Terminator, Jericho, Stargate movie thoughts


by Paul William Tenny

I won't be publishing very much here for the next month while I work on my entry for the Nicholl fellowship. If I've got something worth talking about, I'll take some time to write it up, but otherwise I'm not going to sit and waste time trying to dig something up when I've got nothing.

It looks like The Sarah Connor Chronicles will be coming back for at least another six to nine episodes at some undetermined date. Fox can't be happy with how the ratings collapsed but they aren't ready to give up on it yet, which I think is very commendable. Those guys have a well earned reputation for not giving their shows enough time to find their voice -- Firefly and Drive come immediately to mind -- so this is a positive step towards acting more like a center for creative entertainment, as opposed to simply being a brainless business.
The final two episodes of the first order (no, I'm sorry, 12 episodes is not a "season" unless you happen to live in the UK and that definition ain't changing anytime soon) had emotion and purpose that was lacking from all previous efforts. That gives me hope that the show will improve, because it did it its last effort before the strike ended production. Now if it wants to keep going though, it'll have to maintain that small glimmer of quality, and it'll have to ditch the formula. They tried reenacting the second feature film in the form of a television series and that failed, and no where except in the final two episodes did you ever get that feeling if an unstoppable killing machine.
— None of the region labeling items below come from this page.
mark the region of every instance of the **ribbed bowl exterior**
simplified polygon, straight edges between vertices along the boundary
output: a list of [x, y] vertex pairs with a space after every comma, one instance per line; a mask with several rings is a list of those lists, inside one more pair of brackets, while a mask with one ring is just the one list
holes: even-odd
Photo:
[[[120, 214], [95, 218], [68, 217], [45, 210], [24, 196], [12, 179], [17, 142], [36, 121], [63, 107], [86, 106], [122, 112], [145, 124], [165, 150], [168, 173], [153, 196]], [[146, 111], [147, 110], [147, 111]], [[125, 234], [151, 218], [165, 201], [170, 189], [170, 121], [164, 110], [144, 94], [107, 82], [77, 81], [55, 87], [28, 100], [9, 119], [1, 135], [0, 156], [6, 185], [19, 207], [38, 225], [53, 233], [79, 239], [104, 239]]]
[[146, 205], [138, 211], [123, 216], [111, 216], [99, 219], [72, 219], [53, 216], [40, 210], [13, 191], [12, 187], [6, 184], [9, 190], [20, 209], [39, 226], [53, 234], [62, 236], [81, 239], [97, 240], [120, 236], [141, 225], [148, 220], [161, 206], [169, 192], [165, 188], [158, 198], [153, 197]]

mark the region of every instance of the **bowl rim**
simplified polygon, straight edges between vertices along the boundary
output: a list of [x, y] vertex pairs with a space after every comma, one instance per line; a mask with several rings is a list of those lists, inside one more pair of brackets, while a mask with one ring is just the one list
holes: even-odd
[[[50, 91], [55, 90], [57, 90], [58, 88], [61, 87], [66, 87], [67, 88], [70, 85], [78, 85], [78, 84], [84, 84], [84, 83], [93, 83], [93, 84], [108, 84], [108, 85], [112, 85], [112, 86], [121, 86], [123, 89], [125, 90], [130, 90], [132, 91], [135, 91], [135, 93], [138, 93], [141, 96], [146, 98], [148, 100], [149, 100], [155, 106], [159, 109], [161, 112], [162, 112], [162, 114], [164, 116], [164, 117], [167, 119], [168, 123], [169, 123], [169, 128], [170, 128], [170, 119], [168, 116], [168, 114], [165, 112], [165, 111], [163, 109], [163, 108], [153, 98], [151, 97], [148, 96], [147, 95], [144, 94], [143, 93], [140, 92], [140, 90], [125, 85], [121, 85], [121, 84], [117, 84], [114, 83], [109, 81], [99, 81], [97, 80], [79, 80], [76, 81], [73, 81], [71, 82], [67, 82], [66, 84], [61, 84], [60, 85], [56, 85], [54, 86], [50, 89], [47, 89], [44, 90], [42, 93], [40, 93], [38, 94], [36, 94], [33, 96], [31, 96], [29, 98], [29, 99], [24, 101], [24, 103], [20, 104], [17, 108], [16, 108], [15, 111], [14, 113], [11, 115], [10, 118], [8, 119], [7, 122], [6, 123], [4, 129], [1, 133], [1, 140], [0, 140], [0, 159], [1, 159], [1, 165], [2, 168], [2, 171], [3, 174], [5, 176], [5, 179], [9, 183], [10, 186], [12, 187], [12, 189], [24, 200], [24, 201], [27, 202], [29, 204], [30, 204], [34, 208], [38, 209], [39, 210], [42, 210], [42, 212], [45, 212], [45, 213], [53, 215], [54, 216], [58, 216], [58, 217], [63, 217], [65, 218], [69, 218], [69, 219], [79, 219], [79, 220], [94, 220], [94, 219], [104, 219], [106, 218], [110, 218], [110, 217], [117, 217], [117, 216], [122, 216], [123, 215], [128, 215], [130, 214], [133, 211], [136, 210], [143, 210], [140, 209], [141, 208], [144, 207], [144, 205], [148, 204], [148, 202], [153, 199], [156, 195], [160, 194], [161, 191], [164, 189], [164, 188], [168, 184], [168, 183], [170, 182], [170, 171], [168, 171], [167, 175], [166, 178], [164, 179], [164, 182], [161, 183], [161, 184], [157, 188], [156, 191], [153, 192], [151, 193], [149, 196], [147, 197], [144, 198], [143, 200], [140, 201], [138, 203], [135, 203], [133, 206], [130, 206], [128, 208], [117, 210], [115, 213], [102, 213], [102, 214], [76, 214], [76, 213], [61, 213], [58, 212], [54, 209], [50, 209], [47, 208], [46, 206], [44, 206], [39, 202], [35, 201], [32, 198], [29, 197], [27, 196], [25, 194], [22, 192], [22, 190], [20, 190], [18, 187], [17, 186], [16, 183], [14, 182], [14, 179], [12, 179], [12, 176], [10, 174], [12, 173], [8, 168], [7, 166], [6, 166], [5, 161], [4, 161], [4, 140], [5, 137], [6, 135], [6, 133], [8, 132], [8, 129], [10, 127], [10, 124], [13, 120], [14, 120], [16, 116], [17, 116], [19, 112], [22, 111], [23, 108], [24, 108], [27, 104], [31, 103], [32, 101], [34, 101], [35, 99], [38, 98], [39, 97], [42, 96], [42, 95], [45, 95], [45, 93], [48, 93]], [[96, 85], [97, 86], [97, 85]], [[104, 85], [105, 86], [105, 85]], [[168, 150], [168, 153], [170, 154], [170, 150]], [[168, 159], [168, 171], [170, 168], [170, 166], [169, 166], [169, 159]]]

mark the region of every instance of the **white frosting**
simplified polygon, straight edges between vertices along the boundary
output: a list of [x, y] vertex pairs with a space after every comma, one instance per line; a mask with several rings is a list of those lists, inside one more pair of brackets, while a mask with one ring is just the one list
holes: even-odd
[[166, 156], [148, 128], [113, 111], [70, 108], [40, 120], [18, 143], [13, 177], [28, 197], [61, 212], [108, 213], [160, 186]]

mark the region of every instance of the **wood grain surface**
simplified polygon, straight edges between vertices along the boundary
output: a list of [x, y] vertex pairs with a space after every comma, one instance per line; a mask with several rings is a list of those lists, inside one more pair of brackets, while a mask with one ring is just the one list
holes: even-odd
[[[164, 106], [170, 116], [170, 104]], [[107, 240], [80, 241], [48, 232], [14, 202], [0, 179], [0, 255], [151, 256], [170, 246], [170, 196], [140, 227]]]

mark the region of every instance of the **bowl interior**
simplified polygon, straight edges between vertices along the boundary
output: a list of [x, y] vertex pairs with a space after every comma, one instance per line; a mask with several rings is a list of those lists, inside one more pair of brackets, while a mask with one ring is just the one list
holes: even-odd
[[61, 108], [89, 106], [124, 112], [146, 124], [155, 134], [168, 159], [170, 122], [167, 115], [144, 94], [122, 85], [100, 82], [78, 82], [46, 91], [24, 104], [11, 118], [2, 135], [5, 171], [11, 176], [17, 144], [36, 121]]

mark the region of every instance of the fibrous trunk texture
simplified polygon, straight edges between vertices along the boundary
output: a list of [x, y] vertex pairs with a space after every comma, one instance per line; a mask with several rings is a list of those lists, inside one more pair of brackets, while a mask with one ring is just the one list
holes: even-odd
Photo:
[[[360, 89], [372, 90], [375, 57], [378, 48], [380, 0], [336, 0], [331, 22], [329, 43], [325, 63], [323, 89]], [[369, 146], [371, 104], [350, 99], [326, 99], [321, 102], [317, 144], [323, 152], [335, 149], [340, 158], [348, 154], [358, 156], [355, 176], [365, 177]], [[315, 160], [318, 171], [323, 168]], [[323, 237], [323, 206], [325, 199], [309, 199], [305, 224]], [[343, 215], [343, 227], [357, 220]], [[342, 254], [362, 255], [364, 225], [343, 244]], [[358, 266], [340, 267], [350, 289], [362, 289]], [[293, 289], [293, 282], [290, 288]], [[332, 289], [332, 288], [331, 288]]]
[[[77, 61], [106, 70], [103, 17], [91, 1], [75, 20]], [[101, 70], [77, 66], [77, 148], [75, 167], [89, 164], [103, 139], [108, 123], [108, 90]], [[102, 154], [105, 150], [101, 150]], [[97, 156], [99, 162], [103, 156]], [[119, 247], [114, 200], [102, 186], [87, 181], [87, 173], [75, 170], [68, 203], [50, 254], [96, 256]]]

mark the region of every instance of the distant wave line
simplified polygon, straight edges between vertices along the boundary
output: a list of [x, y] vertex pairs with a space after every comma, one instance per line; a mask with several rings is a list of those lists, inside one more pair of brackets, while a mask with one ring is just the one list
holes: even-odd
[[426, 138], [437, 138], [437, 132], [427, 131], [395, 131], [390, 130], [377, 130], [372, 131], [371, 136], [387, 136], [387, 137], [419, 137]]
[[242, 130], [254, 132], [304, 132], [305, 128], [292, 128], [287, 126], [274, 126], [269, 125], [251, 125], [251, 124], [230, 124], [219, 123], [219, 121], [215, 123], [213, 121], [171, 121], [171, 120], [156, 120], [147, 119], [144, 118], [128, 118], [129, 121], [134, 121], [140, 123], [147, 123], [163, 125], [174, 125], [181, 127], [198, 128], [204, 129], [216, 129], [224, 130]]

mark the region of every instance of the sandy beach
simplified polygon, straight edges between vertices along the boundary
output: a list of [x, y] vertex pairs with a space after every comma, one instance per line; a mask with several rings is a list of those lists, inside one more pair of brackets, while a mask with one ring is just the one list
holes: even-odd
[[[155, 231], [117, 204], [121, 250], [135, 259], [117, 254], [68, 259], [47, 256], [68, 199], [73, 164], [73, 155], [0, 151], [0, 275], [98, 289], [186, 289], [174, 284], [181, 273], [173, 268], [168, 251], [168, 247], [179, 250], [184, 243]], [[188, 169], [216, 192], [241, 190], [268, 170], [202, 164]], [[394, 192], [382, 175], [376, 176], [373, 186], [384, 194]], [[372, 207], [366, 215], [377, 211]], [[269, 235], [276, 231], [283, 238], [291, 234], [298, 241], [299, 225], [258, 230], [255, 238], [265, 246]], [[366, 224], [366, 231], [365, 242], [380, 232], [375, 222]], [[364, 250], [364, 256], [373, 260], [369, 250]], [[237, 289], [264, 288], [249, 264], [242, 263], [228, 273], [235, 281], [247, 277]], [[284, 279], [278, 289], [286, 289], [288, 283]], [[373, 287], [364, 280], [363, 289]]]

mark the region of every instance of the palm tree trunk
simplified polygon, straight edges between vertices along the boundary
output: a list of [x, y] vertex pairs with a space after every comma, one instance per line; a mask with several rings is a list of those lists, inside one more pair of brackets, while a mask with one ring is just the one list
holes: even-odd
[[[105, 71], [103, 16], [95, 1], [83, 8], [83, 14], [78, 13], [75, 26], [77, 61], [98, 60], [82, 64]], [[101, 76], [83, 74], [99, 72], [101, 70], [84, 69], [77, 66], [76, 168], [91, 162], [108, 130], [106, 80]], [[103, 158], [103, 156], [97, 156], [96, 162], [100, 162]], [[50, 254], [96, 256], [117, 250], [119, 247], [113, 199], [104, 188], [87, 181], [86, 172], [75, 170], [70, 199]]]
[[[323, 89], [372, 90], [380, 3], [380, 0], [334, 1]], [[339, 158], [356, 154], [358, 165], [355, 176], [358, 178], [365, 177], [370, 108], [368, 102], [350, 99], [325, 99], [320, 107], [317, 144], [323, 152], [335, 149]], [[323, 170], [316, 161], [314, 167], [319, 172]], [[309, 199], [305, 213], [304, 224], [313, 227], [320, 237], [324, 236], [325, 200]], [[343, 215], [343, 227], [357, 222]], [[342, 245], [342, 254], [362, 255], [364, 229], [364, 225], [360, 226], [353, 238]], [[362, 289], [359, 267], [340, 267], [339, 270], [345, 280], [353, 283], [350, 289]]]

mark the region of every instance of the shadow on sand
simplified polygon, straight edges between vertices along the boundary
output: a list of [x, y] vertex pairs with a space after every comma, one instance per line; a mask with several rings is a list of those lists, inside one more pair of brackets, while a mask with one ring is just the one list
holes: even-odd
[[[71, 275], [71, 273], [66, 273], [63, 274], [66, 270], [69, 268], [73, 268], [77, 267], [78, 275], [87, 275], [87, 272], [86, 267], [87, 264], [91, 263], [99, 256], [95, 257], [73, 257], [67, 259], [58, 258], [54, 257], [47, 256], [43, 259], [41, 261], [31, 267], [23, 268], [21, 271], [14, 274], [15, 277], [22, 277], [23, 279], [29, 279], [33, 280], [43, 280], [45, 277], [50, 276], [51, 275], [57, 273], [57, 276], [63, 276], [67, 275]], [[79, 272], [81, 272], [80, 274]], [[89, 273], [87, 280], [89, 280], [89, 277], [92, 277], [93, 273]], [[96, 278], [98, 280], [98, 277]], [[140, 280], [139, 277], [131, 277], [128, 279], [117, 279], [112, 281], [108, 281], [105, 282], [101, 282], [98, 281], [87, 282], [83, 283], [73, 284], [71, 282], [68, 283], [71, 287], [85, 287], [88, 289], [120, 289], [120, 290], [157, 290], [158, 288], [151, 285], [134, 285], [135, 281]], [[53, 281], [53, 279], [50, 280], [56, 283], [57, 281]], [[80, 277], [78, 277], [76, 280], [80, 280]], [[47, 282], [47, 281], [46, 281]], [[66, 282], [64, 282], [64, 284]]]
We're at a point where seeing super-strong characters with all sorts of special powers is pretty much par for the course on network television. There's no such thing as a completely normal and average character type anymore, so the thump in the skull you got watching the first couple of terminator films doesn't have that same impact. Even less so in this series which boils down to run, get shot at, get thrown through a wall, run some more, get shot at some more, etc.

They need something more than that; they need desperately to innovate because that formula doesn't work anymore. It's too common.

***

Jericho got canceled again, which is precisely what I said would happen, for the reasons I've already gone over before. This second limited-run order got fewer viewers than the show had when it was canceled the first time, which were lower than where they were before CBS put it on a horrible three-month hiatus. Had that not happened, it might never have come to this, and it's a terrible shame. Jericho was a fantastic show to begin with, and it still held up with a reduced budget and only seven episodes to work with.

The people behind that show deserved better than this, and shouldn't be blamed for this. No, that falls squarely on the shoulders (perhaps unfairly) of the fans that rescued the show in the first place. I told them and this should have been obvious -- their job didn't end when the new episodes were ordered, in fact it had just begun. That's not a cliche in this instance either. I told anyone that would listen that was a part of that campaign that because so few people were involved in it -- their petition didn't even get 100,000 signatures -- that what they needed to do was secure about 2-4 million new viewers to make CBS happy. Each person needed to go out and convince between one and as many as five of their friends and family to become new, regular viewers, else it was going to crash and burn.

They didn't, and it did.

I will still value the first season (on DVD) as among one of the best on-offs ever. Some shows just don't work well beyond a single season, such as Prison Break. Perhaps people need to think about embracing that and using it to their advantage.

***

Lots of lingering thoughts on the first Stargate direct-to-DVD movie, most of them positive, some are pretty much the same stuff that came out right after the DVD did on various sci-fi websites. I saw the replicators, groaned, and groaned some more when they took up what felt like half the movie. I groaned again when four Ori ships couldn't take out the Odyssey after shooting it point blank for like 10 straight minutes, but three Wraith ships (SGA: Last Man) blew the hell out of the Phoenix in like sixty seconds. Remember what I said a couple of weeks ago about throwing established common sense out the window in favor of an improbable setup? This is what I'm talking about.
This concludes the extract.